In another breakthrough, more than 25 countries agreed to stop financing fossil fuel projects abroad, which should also be in their home countries, according to critics who argue that Africa releases relatively small amounts of greenhouse gasses, but its people are the biggest victims of natural disasters.
Stay informed. Subscribe to our newsletter
African climate experts demanded that the continent must be allowed to develop and build up its infrastructure - something that requires more energy. They need to simultaneously have more power for rapid economic growth and quickly find alternatives to fossil fuels to provide the energy.
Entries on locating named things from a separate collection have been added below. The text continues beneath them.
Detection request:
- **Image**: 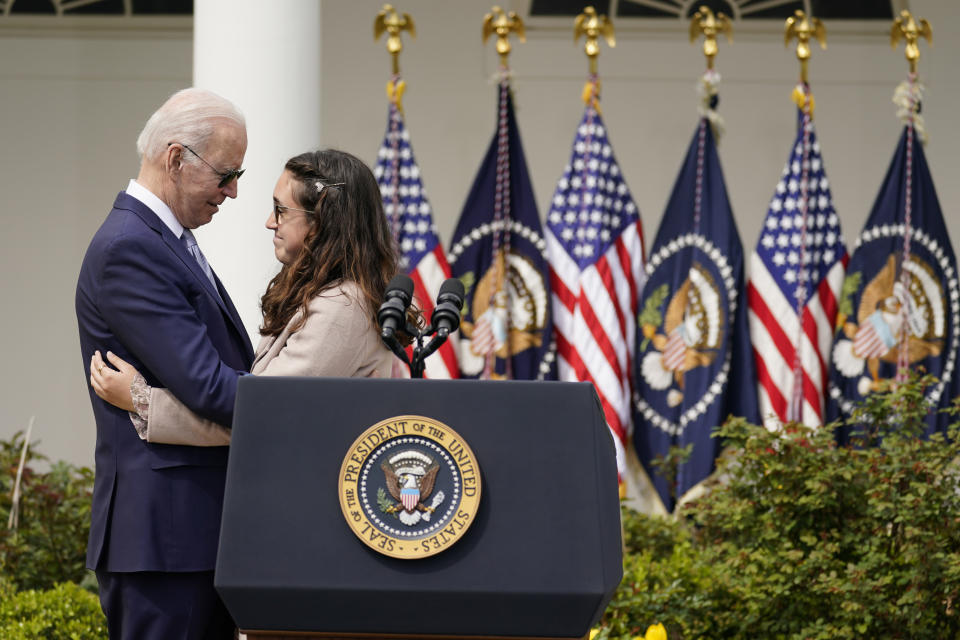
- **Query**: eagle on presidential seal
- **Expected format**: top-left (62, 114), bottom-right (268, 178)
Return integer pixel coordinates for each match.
top-left (459, 251), bottom-right (550, 378)
top-left (377, 449), bottom-right (444, 526)
top-left (833, 255), bottom-right (946, 396)
top-left (640, 264), bottom-right (724, 407)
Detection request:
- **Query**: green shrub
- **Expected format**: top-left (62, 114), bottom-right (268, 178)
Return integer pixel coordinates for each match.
top-left (0, 582), bottom-right (107, 640)
top-left (0, 433), bottom-right (93, 592)
top-left (595, 508), bottom-right (727, 640)
top-left (599, 377), bottom-right (960, 640)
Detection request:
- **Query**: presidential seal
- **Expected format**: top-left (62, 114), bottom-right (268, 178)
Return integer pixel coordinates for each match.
top-left (339, 416), bottom-right (481, 558)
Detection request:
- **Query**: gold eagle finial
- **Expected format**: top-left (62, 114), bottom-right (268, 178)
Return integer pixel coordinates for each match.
top-left (783, 9), bottom-right (827, 84)
top-left (483, 7), bottom-right (527, 67)
top-left (573, 6), bottom-right (617, 75)
top-left (373, 4), bottom-right (417, 75)
top-left (890, 9), bottom-right (933, 73)
top-left (690, 5), bottom-right (733, 69)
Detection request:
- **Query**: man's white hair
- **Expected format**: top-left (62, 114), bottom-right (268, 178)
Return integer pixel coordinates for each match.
top-left (137, 87), bottom-right (246, 161)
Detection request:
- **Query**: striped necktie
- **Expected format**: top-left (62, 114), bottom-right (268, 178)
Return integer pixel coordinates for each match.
top-left (180, 229), bottom-right (219, 295)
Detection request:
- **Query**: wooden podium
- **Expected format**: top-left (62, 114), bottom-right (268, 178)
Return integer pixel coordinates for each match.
top-left (215, 376), bottom-right (622, 640)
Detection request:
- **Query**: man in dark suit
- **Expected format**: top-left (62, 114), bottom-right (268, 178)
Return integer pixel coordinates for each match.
top-left (76, 89), bottom-right (253, 640)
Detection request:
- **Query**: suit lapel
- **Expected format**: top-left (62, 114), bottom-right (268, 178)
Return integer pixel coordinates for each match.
top-left (113, 192), bottom-right (253, 361)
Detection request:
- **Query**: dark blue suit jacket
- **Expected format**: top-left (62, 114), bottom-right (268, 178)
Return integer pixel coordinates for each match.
top-left (76, 192), bottom-right (253, 572)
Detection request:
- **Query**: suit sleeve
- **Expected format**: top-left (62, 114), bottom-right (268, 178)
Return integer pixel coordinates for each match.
top-left (259, 291), bottom-right (370, 377)
top-left (146, 387), bottom-right (230, 447)
top-left (97, 236), bottom-right (241, 424)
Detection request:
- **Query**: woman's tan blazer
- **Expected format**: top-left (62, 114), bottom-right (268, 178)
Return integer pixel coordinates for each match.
top-left (146, 282), bottom-right (395, 447)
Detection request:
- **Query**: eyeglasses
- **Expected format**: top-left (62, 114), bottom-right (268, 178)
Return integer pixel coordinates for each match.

Developed countries pledged $100 billion per year by 2020 for climate action in developing countries. This goal was shifted, with the same countries saying the goal will be achieved by 2023, to the irk or vulnerable countries in the global south.
African Negotiating Group and the continent’s leaders said the $100 billion was only a portion of what was needed to deal with climate change locally, and it should be reviewed urgently to match the extent of the financing gap. And even with more innovative financing models, new financing instruments should not replace the $100 billion per year.
Africa is taking proactive stances and committing to shift to renewable energy pathways. African countries thus need to develop low carbon models to complement available climate funds.
Kenya’s Flloca, for instance, had the World Bank approving $150 million in October to supplement a $21.4 million grant from the governments of Denmark and Sweden’s social sustainability initiative, and Kenya’s $80 million.